The case of Bussenius v. Warden, supra, and Snodgrass v.Errengy (Bell), supra, were again approved in Gottstein v. Kelly, 206 Cal. 742, 748 [276 P. 347].

In view of these cases it must be held that in granting affirmative relief to the respondent Newell and quieting title in him to the premises involved, the court erred and the judgment must be reversed. [2] It does not follow, however, that the plaintiff is entitled to a decree quieting title in him, without paying to the respondent all taxes, costs, penalties and expenses incurred in his attempt to secure title from the state to the premises involved in this action.

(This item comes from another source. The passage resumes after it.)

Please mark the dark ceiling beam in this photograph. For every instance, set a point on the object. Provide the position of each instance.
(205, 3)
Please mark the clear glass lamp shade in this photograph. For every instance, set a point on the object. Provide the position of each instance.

Following the provisions of subdivision 5 of section 3898 of the Political Code, and the decision of this court in the case ofSawyer v. Berkeley Securities Co., 99 Cal.App. 545 [279 P. 217], it is ordered that the judgment herein be reversed and the cause remanded to the trial court with directions to proceed and fix the amount that should be paid by the appellants to the respondent for and on account of taxes, costs, penalties, etc., just referred to, and then to enter judgment quieting the title of the plaintiffs as prayed for, contingent upon first depositing in court to the credit of the respondent the amount of the taxes, penalties and costs expended by the respondent, less the rents, issues and profits, if any, of the premises received since the eighth day of August, 1922.